Fixes HIGH-003, LOW-015.

Co-Authored-By: Claude Opus 4.8 (1M context) <noreply@anthropic.com>
When the control and capture differed in width, compareSlug warned and
returned null, omitting the slug entirely — no row, no diff image, no entry
in the comparison count. A width change is itself a visual regression (a
collapsed layout, an appearing/disappearing scrollbar), so the report showed
"all clear" for exactly the pages that changed most, with only a console
warning that scrolls past.

Generalize padImage to pad onto a common width-and-height canvas (returning
the image untouched when it already fits, which also avoids a needless copy),
and pad both images that way before pixelmatch. A width change now surfaces
as a large diff and the slug appears in the report. The test that asserted a
width mismatch returns null is rewritten to assert the new contract.

Fixes MED-005.

Co-Authored-By: Claude Opus 4.8 (1M context) <noreply@anthropic.com>
compare processed every (target × viewport) pair in a single serial loop,
each iteration decoding two PNGs and running pixelmatch synchronously on the
main thread — so the whole run was single-core and the event loop was blocked
start to finish, while capture (next to it) already ran in parallel.

- Run each comparison in a worker_threads pool (src/compare-worker.mjs) that
  reuses workers off a shared queue, so diffs spread across cores, the main
  thread stays responsive, and a slow slug doesn't gate the others
  (HIGH-005).
- Bound peak memory by capping the pool: each in-flight comparison holds
  several large RGBA buffers, so concurrency defaults to CPU-count − 1 and is
  tunable via --compare-concurrency for very tall pages / constrained runners.
  padImage now returns the image untouched when no padding is needed, dropping
  a redundant full-buffer copy (HIGH-006).
- Guard the HTML line-diff: skip snapshots over 2MB (which otherwise grind
  through diffLines for no useful result) and build the diff via array-join
  instead of repeated string `+=` (MED-008).

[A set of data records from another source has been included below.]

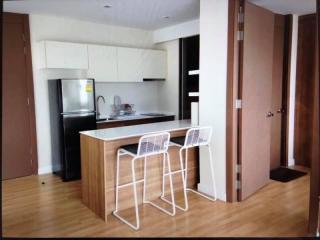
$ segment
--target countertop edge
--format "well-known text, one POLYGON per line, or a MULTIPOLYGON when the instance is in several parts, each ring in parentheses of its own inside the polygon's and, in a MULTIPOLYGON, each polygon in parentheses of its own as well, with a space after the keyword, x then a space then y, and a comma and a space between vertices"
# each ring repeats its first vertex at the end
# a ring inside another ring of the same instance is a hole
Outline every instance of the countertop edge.
MULTIPOLYGON (((187 130, 190 128, 191 128, 191 126, 190 127, 182 127, 182 128, 174 128, 174 129, 167 130, 167 132, 187 130)), ((148 134, 155 134, 155 133, 159 133, 159 132, 163 132, 163 131, 148 132, 148 134)), ((122 139, 126 139, 126 138, 134 138, 134 137, 142 137, 143 136, 143 134, 142 135, 141 134, 132 134, 132 135, 124 136, 124 137, 114 137, 114 138, 105 139, 105 138, 95 137, 95 136, 92 136, 92 135, 84 133, 84 132, 80 132, 80 134, 85 135, 87 137, 94 138, 94 139, 99 139, 99 140, 105 141, 105 142, 117 141, 117 140, 122 140, 122 139)))
POLYGON ((99 121, 99 122, 96 122, 96 124, 114 123, 114 122, 127 122, 127 121, 141 120, 141 119, 165 118, 165 117, 176 117, 176 115, 174 115, 174 114, 168 114, 168 115, 165 115, 165 116, 145 116, 145 117, 132 118, 132 119, 115 119, 115 120, 105 120, 105 121, 99 121))

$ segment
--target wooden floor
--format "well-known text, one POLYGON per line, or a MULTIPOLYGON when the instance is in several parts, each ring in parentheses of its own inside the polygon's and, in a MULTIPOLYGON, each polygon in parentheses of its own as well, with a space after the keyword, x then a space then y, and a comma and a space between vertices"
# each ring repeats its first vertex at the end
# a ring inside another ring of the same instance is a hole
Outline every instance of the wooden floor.
MULTIPOLYGON (((309 175, 270 181, 241 203, 210 202, 189 193, 190 210, 175 217, 144 205, 141 230, 111 216, 107 224, 81 203, 80 181, 53 176, 3 182, 3 234, 7 237, 306 236, 309 175), (42 184, 44 182, 44 184, 42 184)), ((179 197, 178 197, 179 199, 179 197)), ((181 200, 181 198, 180 198, 181 200)), ((131 217, 133 214, 129 213, 131 217)))

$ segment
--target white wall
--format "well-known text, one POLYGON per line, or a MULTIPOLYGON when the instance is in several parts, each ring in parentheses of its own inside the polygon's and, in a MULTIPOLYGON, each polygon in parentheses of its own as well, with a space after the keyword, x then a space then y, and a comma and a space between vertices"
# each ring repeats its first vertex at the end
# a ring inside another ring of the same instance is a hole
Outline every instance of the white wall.
MULTIPOLYGON (((228 1, 200 2, 200 125, 213 128, 217 197, 226 200, 226 99, 228 1)), ((208 155, 200 152, 199 190, 213 195, 208 155)))
MULTIPOLYGON (((52 167, 57 164, 55 160, 52 159, 53 155, 51 153, 47 79, 86 77, 87 73, 86 71, 79 70, 38 69, 37 58, 39 52, 36 47, 36 43, 40 40, 60 40, 80 43, 153 48, 153 35, 152 32, 138 29, 114 27, 42 15, 30 15, 30 34, 33 56, 32 62, 37 124, 38 165, 39 173, 45 173, 51 172, 52 167)), ((148 93, 149 91, 145 91, 145 95, 148 93)), ((150 93, 153 94, 154 92, 151 91, 150 93)), ((145 95, 139 94, 138 96, 144 97, 145 95)), ((156 98, 157 96, 154 97, 156 98)))
POLYGON ((161 28, 153 32, 154 43, 198 35, 200 32, 199 19, 161 28))
MULTIPOLYGON (((113 97, 120 96, 122 103, 134 104, 137 112, 157 112, 159 107, 159 85, 161 82, 144 83, 96 83, 96 97, 102 95, 106 104, 100 101, 100 113, 109 115, 111 113, 111 104, 113 97)), ((173 111, 170 111, 173 112, 173 111)))
POLYGON ((175 113, 179 116, 179 40, 158 44, 157 49, 166 50, 167 79, 159 88, 159 110, 175 113))
POLYGON ((292 49, 291 49, 291 69, 290 69, 290 104, 289 104, 289 136, 288 136, 288 163, 289 166, 295 164, 294 160, 294 112, 296 100, 296 77, 297 77, 297 53, 298 53, 298 15, 293 15, 292 26, 292 49))
POLYGON ((151 31, 111 26, 71 18, 30 15, 35 40, 110 44, 124 47, 153 48, 151 31))

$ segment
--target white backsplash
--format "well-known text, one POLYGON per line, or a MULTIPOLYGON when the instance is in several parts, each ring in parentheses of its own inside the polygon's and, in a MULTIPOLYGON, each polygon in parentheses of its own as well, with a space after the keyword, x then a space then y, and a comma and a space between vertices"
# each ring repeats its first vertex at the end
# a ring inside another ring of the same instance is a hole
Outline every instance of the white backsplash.
POLYGON ((121 103, 134 104, 137 112, 158 112, 159 88, 161 82, 143 83, 96 83, 96 97, 103 96, 106 100, 99 101, 101 115, 109 115, 113 97, 120 96, 121 103))

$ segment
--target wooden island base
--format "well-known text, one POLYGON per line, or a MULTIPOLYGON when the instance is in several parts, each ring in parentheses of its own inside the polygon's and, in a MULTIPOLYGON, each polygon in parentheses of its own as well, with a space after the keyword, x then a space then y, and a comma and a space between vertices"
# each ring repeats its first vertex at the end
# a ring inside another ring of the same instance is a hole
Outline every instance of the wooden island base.
MULTIPOLYGON (((171 137, 185 136, 186 130, 172 131, 171 137)), ((100 140, 81 134, 81 185, 82 201, 99 217, 107 221, 108 214, 115 209, 115 180, 117 150, 120 146, 139 142, 140 137, 119 140, 100 140)), ((179 148, 170 147, 172 171, 180 168, 179 148)), ((130 156, 122 156, 120 161, 120 184, 132 181, 130 156)), ((155 200, 161 195, 162 156, 147 159, 147 193, 148 200, 155 200)), ((195 187, 198 182, 198 150, 188 151, 188 186, 195 187)), ((143 178, 143 159, 136 162, 136 178, 143 178)), ((173 177, 174 191, 182 190, 181 174, 173 177)), ((138 201, 142 202, 143 183, 138 183, 138 201)), ((166 181, 166 192, 169 193, 169 178, 166 181)), ((169 195, 168 195, 169 196, 169 195)), ((134 206, 132 186, 119 192, 119 209, 134 206)))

A full dimension-aware memory budget was left out as a deliberate
simplification; the configurable cap plus reduced allocation is the pragmatic
bound. An end-to-end compare() test exercises the pool.

Fixes HIGH-005, HIGH-006, MED-008.

Co-Authored-By: Claude Opus 4.8 (1M context) <noreply@anthropic.com>
Capture ran targets in fixed batches joined by `Promise.all`, with two costs:
the stagger delay was `j * staggerDelay` (an absolute delay from batch start),
so the last context in each batch waited `(concurrency-1) * stagger` before
starting — raising concurrency to go faster grew that tail and re-burst the
herd at every batch boundary; and `Promise.all` waited for the whole batch, so
one slow target (a page hitting the timeout × retries) blocked the finished
contexts from picking up new work.

Use a queue-based pool instead: `concurrency` workers each pull the next
target as soon as they finish, so throughput is bounded by total work over
concurrency rather than by the slowest target per batch, and the stagger is
applied once per worker at startup. Failure collection is unchanged.

Fixes MED-007.

Co-Authored-By: Claude Opus 4.8 (1M context) <noreply@anthropic.com>
Each capture stacked three overlapping waits: goto with waitUntil
'networkidle' (already idle-bounded), a fixed-cadence auto-scroll (100ms per
500px step — ~3s to scroll a 15000px page regardless of load speed), and a
hand-rolled busy-poll waitForNetworkIdle that re-confirmed idle with a 3s cap
shorter than the 15s goto timeout (so lazy assets could be cut off).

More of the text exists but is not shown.